Cell proliferation in Brc5-depleted embryos. Tg(Fli:eGFP) embryos, were used to localize proliferating cells (red, A-F) in relation to blood vessels (green, A′-F′) after Birc5 morpholino knockdowns. Proliferating cells immuno-detected by whole-mount staining of 2 dpf embryos with anti-phospho-Histone H3 antibodies (red). The number of proliferating cells in the caudal vein plexus and neural tube (see Figure 6J for regions) was quantified in embryos after high dose (B, C) or low dose (E, F) morpholino knockdowns. With high dose Birc5a or Birc5b morpholino (2 ng or 4 ng, respectively), there is a significant decrease in cell proliferation in the caudal vein plexus and the neural tube (B, C) as compared to the control (A). When the Birc5a morpholino knockdown dose is lowered (0.5 ng) (E), there is still a significant decrease in cell proliferation in the neural tube, but not in the caudal vein plexus, compared to control (D). Conversely, low dose Birc5b morpholino knockdown (1.0 ng) results in a significant diminution of cell proliferation in the caudal vein plexus, but not in the neural tube (F). Quantitative data are presented in the bottom panel. n = 30 x 3 independent experiments. * p < 0.05 relative to corresponding control.
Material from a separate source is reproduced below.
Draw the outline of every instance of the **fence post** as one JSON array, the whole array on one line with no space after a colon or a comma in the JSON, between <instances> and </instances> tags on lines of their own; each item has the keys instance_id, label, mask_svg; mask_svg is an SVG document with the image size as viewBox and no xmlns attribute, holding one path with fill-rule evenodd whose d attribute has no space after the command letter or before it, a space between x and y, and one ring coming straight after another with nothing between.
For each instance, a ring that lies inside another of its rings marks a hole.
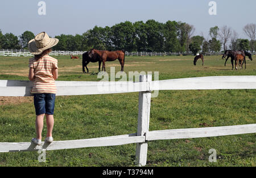
<instances>
[{"instance_id":1,"label":"fence post","mask_svg":"<svg viewBox=\"0 0 256 178\"><path fill-rule=\"evenodd\" d=\"M151 82L152 75L140 75L139 82ZM150 91L139 92L139 112L138 115L137 136L144 135L148 132L150 103L151 93ZM147 162L147 142L139 143L136 147L137 163L139 166L145 166Z\"/></svg>"}]
</instances>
Rescue of Birc5 knockdown phenotypes with VEGF mRNA. Birc5a or Birc5b was depleted with 2 ng or 4 ng, respectively, of corresponding morpholino into Tg(Fli:eGFP) embryos, alone or with human VEGF mRNA. Embryos were evaluated at 2 dpf. Morpholino-induced angiogenic, cardiac and neurodevelopmental defects were reversed by VEGF.